Le courrier compte 550 signataires : anciens chefs espions, militaires, policiers et diplomates. Ils estiment que leur pays "dispose de tout ce qu'il faut pour gérer ses capacités résiduelles de terreur, à distance ou autrement" et exhortent Donald Trump à faire pression sur le gouvernement de Benjamin Netanyahu pour mettre fin à la guerre.
"Cette guerre a commencé comme une guerre juste, une guerre défensive. Mais une fois tous ses objectifs militaires atteints et une brillante victoire militaire contre tous nos ennemis, elle a cessé d'être une guerre juste, affirme Ami Ayalon, ancien directeur du Shin Bet. Elle conduit l'État d'Israël à la perte de sa sécurité et de son identité."
Dans la vidéo publiée avec le courrier, l’ancien directeur du Mossad, Tamir Pardo, déclare: "Nous nous cachons derrière un mensonge que nous avons engendré. Ce mensonge a été vendu au public israélien, et le monde a compris depuis longtemps qu'il ne reflète pas la réalité".
"La question dans une guerre, c’est comment on l’arrête, explique Guillaume Ancel. On est pas sûr que Benjamin Netanyahu ait vraiment envie d'arrêter cette guerre, même si c'est au prix des otages Israéliens." 49 otages, dont 27 déclarés morts, sont toujours retenus, depuis le 7 octobre 2023, dans la bande de Gaza. "On ne libère pas des otages en les bombardant et en les affamant. C’est un non-sens tactique", affirme l’ancien officier.
L’opinion publique israélienne s’élève de plus en plus pour dénoncer les actions du gouvernement et la souffrance de plus de deux millions de Palestiniens, entassés sur un territoire dévasté et menacé de "famine généralisé", selon l’ONU. "La balle est dans le camp de l'occupant (ndrl : Israël) et des Américains", a commenté un dirigeant politique du Hamas, Hossam Badran, affirmant la volonté du mouvement "d'arrêter la guerre et mettre fin à la famine".
Guillaume Ancel estime que "seul Donald Trump est capable d’arrêter les plans de Benjamin Netanyahu. Mais je n’ai pas l’impression qu’il en ait l’intention pour le moment." L’ONU a également réuni mardi son Conseil de sécurité sur l’initiative d’Israël pour une session dédiée à la question des otages israéliens à Gaza.

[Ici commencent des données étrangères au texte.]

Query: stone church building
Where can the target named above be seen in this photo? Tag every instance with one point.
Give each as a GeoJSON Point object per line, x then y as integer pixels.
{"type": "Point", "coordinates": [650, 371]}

Le ministère de la Santé de Gaza a déclaré, mardi 5 août, que huit personnes étaient mortes de malnutrition, dont un enfant, portant à 188 le nombre total de personnes décédées de faim depuis le début de la guerre. 94 d’entre eux étaient des enfants.
"Les images de personnes mourant de faim à Gaza sont déchirantes et intolérables. Le fait que nous en soyons arrivés là est un affront à notre humanité collective, a déclaré Volker Türk, Haut-Commissaire des Nations Unies aux droits de l’homme, lundi 4 août. Israël continue de restreindre sévèrement l'entrée de l'aide humanitaire à Gaza, et l'aide qui est autorisée à entrer est loin d'être suffisante pour répondre aux besoins."
L’ancien officier alerte: "Ça, c'est un crime contre l'humanité. Ça, ça s'appelle une volonté de détruire un peuple." Il explique d’abord avoir été contre la qualification de génocide car il estimait que l’armée israélienne n’avait jamais reçu l’ordre de détruire le peuple palestinien. "Là, avec cette famine il n’y a pas de doute, c’est un génocide."
Un tiers de la population de la bande de Gaza serait aujourd’hui en malnutrition, c’est-à-dire en incapacité de se nourrir une fois tous les trois jours.